The only difficulty is communicating when to use the abbreviation vs full name for a given header field or on a broad scale.  I'm not sure about what other people's needs would be, but I think a global (or possibly but less likely a dissector) specific preference seems feasible in my opinion.

I'm not a fan of manually adding " " to some unit strings and leaving it out for the abbreviation to the definition, i.e.
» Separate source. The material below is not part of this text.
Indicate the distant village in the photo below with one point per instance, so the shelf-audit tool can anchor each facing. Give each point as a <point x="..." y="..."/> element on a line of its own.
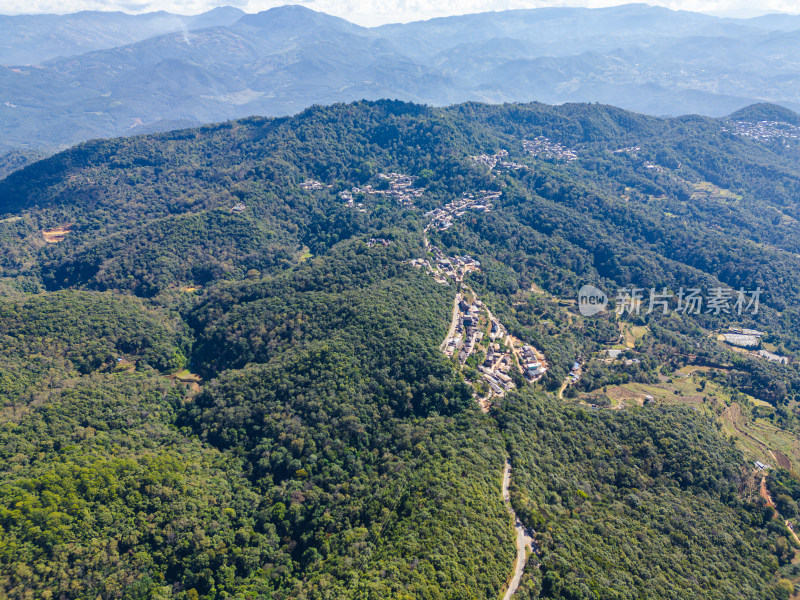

I wouldn't want to have to do this:

static const value_string header_field_units[] =
{
  { UNIT_SINGULAR, " foot" },
  { UNIT_PLURAL, " feet" },
  { UNIT_ABBREVIATION, "ft" },
  { 0, NULL }
};

To that end I think the strings should not be specified with spaces at all.  It's pretty obvious to put a space for whole words, less so for abbreviations.  Could do a survey of a few text books with units to see what the majority style is for English.  Of course all hats are off for foreign translations.  If you choose to make the standard rendering use abbreviations without leading spaces in the dissection, then one can simply insert a space into the abbreviation string to get the effect they want.  Maybe not the idyllic solution, but certainly feasible.  Alternatively, it may be better to include a couple of global unit string checkbox preferences to include the leading string or not.  I'm not familiar with enough foreign languages to know how best to address it.
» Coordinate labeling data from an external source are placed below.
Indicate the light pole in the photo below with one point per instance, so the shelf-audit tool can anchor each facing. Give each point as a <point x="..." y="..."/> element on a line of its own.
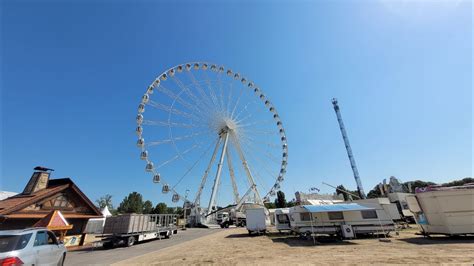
<point x="185" y="207"/>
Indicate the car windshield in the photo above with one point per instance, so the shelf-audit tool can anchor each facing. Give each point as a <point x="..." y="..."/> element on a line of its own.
<point x="14" y="242"/>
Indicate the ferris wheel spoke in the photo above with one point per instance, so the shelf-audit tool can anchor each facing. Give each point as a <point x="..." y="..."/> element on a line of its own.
<point x="192" y="107"/>
<point x="179" y="155"/>
<point x="174" y="139"/>
<point x="200" y="103"/>
<point x="257" y="123"/>
<point x="250" y="114"/>
<point x="236" y="103"/>
<point x="171" y="109"/>
<point x="194" y="165"/>
<point x="268" y="155"/>
<point x="229" y="97"/>
<point x="169" y="124"/>
<point x="201" y="91"/>
<point x="213" y="94"/>
<point x="177" y="98"/>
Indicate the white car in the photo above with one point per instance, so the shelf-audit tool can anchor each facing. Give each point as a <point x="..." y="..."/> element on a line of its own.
<point x="34" y="246"/>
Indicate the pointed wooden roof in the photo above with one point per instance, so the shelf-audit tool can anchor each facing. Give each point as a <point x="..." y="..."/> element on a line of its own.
<point x="54" y="221"/>
<point x="9" y="206"/>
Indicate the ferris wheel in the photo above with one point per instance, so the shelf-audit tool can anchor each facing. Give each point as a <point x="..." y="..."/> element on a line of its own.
<point x="211" y="131"/>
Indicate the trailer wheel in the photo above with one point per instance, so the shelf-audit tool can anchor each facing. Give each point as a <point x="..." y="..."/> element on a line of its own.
<point x="130" y="241"/>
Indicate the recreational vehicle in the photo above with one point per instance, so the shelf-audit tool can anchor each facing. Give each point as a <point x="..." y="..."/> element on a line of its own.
<point x="282" y="219"/>
<point x="380" y="204"/>
<point x="346" y="220"/>
<point x="444" y="210"/>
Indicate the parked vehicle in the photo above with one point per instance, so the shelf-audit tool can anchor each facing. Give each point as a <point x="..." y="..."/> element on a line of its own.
<point x="34" y="246"/>
<point x="282" y="219"/>
<point x="345" y="220"/>
<point x="127" y="229"/>
<point x="444" y="210"/>
<point x="256" y="220"/>
<point x="226" y="219"/>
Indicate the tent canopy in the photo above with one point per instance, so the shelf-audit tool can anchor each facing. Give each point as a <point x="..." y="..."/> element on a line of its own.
<point x="336" y="207"/>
I don't know whether I'd recommend maintaining a list of unit string structures in Wireshark.  I mean, it would certainly be nice for common SI units, but I don't know about Imperial units, and then do you maintain these same unit strings in different languages as well?  Seems like it'd be difficult to maintain.  Unfortunately, I don't have any ideas on how to address it, but I don't think it too much to ask for people to create their own value_string if they really want units for a header field.

On a related note (and the reason I'm pushing using a value_string), using a value_string may be the best way to add optional parameters in the future as well, where I could foresee wanting to do this (at least for the stuff that I do).

static const value_string header_field_options[] =
{
  { UNIT_SINGULAR, " foot" },
  { UNIT_PLURAL, " feet" },
  { UNIT_ABBREVIATION, "ft" },
  { SCALE_FACTOR, "0.125" },
  { 0, NULL }
};

If there's future design space to include a scale factor, this may be one method to incorporate it without messing with the header_field_info structure too badly.  Then, you could add "| OPTION_SCALE_FACTOR" if you needed to convert units (I do radians to degrees, and semicircles to lat/long, and lots of data that are in scaled integer form all the time, and it's pretty messy).  Unfortunately, I've not made much headway into applying a scale factor usefully.  I can kind of get the display working, but I've no clue how to handle the filtering, e.g. if I convert the display to degrees, but the raw data is in radians, I can't figure out how to change the filtering mechanism that would allow me to filter a header field in degrees.

Just some ideas to ponder.

Best regards,
John Dill

P.S.  A couple of times my emails didn't show up on the wireshark-dev list, so I cc'd you as well.  I think it's a plain-text/html problem with my email client.